My Trip to Fort Madison


A new Iowa state law requiring physicians to have training in end of life care and pain management prompted the Fort Madison Community Hospital to invite me to give two hours of lectures and workshops today at the hospital. Their hospital has 50 inpatient beds and a strong community hospice.

It was a beautiful ride south to Fort Madison. This is the route my grandfather took in 1934 on a wintry day. He lost control of his car and died. The promising University of Iowa researcher planned to talk about liver disease to physicians in Mount Pleasant, Iowa.  I drive carefully on this road.

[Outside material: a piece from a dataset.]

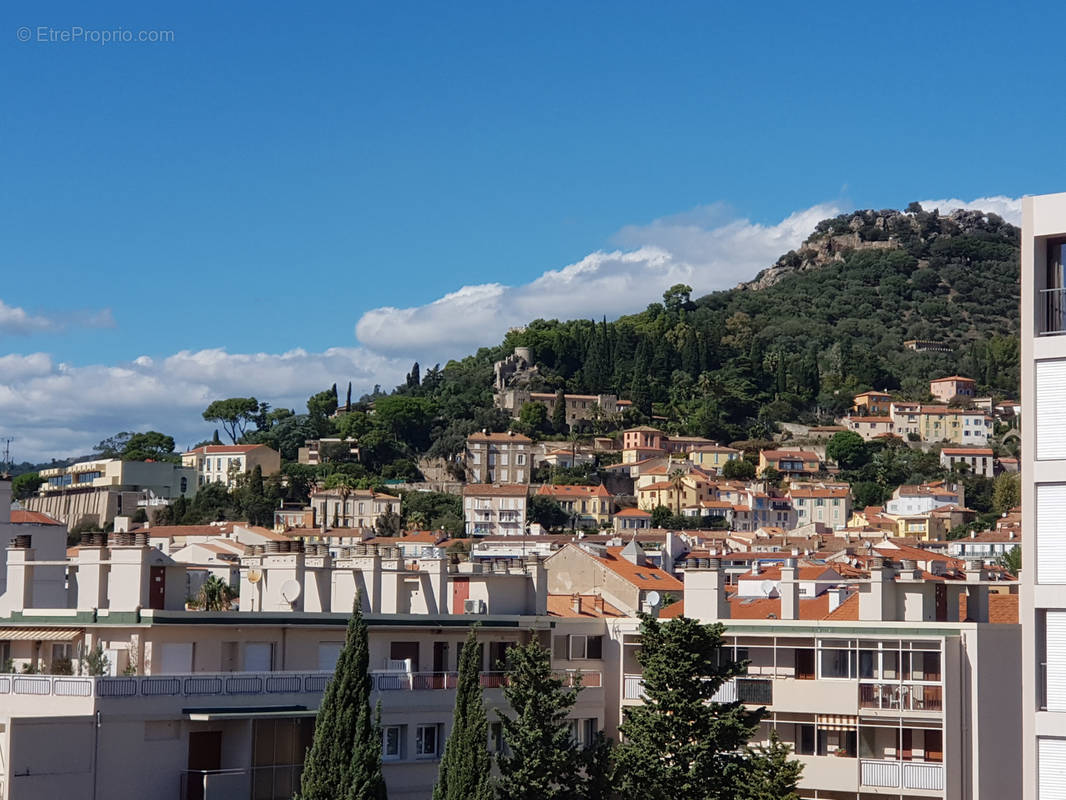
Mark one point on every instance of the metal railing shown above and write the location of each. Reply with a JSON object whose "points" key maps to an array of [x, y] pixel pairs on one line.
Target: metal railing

The audience included people from many disciplines, including chaplains, nurses and physicians.  It is always a challenge to engage a multidisciplinary audience, but the two hours passed quickly with an opiate problem solving workshop that Dr. Lee Kral and I designed over a decade ago to prevent sentinel events with opiates.  During the second hour, I presented the common symptoms at the end of life using video clips from patients, who can describe their symptoms better than any physicians can.

Here’s a few of my favorite things from my trip. What a surprise that a state law would bring a day of such richness:

  • The wintry brown countryside with cumulus clouds and outlines of farmhouses
  • The warm welcome from the staff at Fort Madison.
  • The news that Fort Madison Community Hospital is starting a palliative care program.  (Perhaps Iowa will become an “A” state on the Center to Advance Palliative Care website.) 
  • Hall’s ice cream parlor, which allows adults to have a kiddie-sized shake, is in its 29th year in Fort Madison.

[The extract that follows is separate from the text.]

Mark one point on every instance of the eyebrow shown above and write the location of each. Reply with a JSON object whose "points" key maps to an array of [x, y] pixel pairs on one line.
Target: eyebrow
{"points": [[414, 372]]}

  • The longest swing/pivot bridge in the world:  


I could make a habit of these therapeutic road trips!


System projects- what palliative medicine brings to medical education

Listen to Audio Interview with Dr. Arnold Milstein

The online interview with Dr. Arnold Milstein (listen to interview above) in the NEJM January 3, 2013 really spoke to me.  The idea of a learning health system is that we treat the patient, but we also treat the system—for instance, asking questions at the bedside about why the patient landed in their current predicament.  Or, why did the patient with advanced liver disease arrive in the ICU again — if this is part of a clear trajectory to transplant, good.  Did we physicians fail to provide the needed anticipatory guidance to a patient or family? Then, how could that have been done better.

Here at the University of Iowa Palliative Care program, every student or resident has a systems project, in which we ask them to “go up 30,000 feet and look” at how well the systems are interacting.  Do the inpatient and outpatient clinicians communicate?  How well are we guiding patients with chronic disease about their illnesses and the outcome of their illnesses?  After they have identified a break/fjord in the systems’ interface, they build a small solution that they can test, sometimes during their rotation.

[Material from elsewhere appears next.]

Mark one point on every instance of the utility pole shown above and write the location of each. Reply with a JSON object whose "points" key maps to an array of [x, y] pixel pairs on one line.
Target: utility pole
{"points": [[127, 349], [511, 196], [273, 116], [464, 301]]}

The system projects have been many:

  • A compassionate extubation protocol to help ICU teams appropriately support patients and families who have decided to remove ventilatory support.
  • A presentation to the state hospice organization identifying the needs of liver failure patients, and how they are different than traditional hospice patients with dementia, COPD, and cancer.
  • A method of informing and interviewing the patients’ primary physicians to gain insights about an inpatient.
  • A pain competency project to give feedback to the residency programs when residents have attended pain workshops and taken a competency exam.

Dr. Milstein also asks a third question for physicians to address — did we add value?  One can only know that by asking the patient.  Mmm, that might take sitting down. A topic for another post.